In his Stray Thoughts, Breandán O Broin looks at brands embracing families
In many ways, autumn’s arrival signals the start of the advertising year. The frivolity of silly season summer offers is cast aide and marketing eyes turn to the real job of boosting brands, building awareness, and scripting award-winning Christmas blockbuster TV commercials. Not to mention the task of enhancing one’s own career and landing tons of new business.
But that’s only a by-product of our work, not a primary objective because unlike those tortured creative creatures in London adland, who proclaim a hatred of what they do, in Ireland we love our work. What it often seems we love most is to portray real people enriching their own lives cosseted within a strongly familial trans-generational framework.
In some ways, it appears innocently reassuring that at a time when much of what’s going on in our society seems chaotic, shambolic and fractured from both an institutional and individual perspective, that adland reverts to type and seeks comfort in the powers of persuasion we attribute to the ideal of the family – like what Tesco (above) is now espousing.
Obviously our depictions of family archetypes have matured over the years and our instincts and insights now encourage us to show the family as an ‘empowered’ societal unit capable of making its own decisions as to what and how it consumes the consumables on offer. Some of these depictions of real-life narratives are excellently conceived and portrayed. Take AIB (below).
‘Backing Belief’ ads, showing people who have achieved freedom from their mortgaged lives, are striking in their originality and delivery. Lidl turns to local heroes as Trolleycam captures the internal sparring that exists within the family unit. Like the Norse invaders of yore, both Lidl and Aldi seem determined to become more Irish than the Irish themselves.

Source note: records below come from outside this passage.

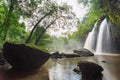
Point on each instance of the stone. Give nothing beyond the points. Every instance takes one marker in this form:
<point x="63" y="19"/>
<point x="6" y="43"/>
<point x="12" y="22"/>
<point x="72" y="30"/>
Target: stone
<point x="83" y="52"/>
<point x="90" y="70"/>
<point x="57" y="55"/>
<point x="24" y="58"/>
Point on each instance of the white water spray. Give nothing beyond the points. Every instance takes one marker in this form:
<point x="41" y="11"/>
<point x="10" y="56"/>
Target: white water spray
<point x="101" y="42"/>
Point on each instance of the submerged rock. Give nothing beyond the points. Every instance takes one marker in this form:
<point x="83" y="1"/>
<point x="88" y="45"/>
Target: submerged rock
<point x="22" y="57"/>
<point x="63" y="55"/>
<point x="83" y="52"/>
<point x="57" y="55"/>
<point x="90" y="70"/>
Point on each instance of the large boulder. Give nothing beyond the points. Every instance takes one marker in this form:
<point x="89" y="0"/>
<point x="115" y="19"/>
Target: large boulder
<point x="24" y="58"/>
<point x="90" y="70"/>
<point x="83" y="52"/>
<point x="57" y="55"/>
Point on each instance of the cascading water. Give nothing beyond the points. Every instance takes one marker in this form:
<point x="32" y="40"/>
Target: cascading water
<point x="99" y="42"/>
<point x="104" y="39"/>
<point x="91" y="40"/>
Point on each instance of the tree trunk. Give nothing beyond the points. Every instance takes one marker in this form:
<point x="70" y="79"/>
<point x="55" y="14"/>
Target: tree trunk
<point x="7" y="21"/>
<point x="35" y="26"/>
<point x="36" y="42"/>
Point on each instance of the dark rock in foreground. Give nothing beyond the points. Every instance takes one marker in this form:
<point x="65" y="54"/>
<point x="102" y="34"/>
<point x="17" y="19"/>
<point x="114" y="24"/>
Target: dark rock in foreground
<point x="57" y="55"/>
<point x="89" y="71"/>
<point x="83" y="52"/>
<point x="22" y="57"/>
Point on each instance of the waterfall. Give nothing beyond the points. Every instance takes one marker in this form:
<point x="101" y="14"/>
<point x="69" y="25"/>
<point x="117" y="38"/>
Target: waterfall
<point x="104" y="39"/>
<point x="90" y="42"/>
<point x="99" y="41"/>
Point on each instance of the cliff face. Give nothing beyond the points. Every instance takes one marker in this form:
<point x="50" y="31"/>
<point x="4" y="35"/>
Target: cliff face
<point x="112" y="8"/>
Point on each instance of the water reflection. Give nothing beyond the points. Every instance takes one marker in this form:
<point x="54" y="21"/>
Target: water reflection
<point x="63" y="70"/>
<point x="39" y="74"/>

The German discounter ads illustrate that the family that shops together is our modern-day equivalent of the long-lost Irish Catholic, Rosary-reciting family praying together and staying together. The old becomes the new; it is only the source of solace that changes as the Irish DNA, represented by family collaboration, becomes fundamental to the core communication.
The clear message is as a people, we Irish still worship the ideal of the family at the heart of the nation. And there’s absolutely nothing wrong with that. At heart, we are a conservative rather than a creative people, much and all as we might like to proclaim the opposite. Our national sense of balance is probably just about right and it is right that advertisers reflect this as they hold up their communications mirror to our ever-changing, stay-put society.
So, to answer the question posed at the top of the page. The answer is in the affirmative – happy families can and do work in advertising. The only drawback is that too many united families leads to too many impediments to brand identity and correct product attribution. As other brands band-wagon on the authentic happy family strategy, similarity of approach soon leads to confusion of identification. Who can remember who is talking on whose behalf?
Advertising apes itself; it was ever thus. Advertising must always reinvent itself. It will be ever thus. As you take to your creative cocoon seeking to find the spark to ignite your Christmas marketing message, insist you go against the grain of the times and avoid yet another warm-hearted portrayal of family life, however honestly and humorously observed.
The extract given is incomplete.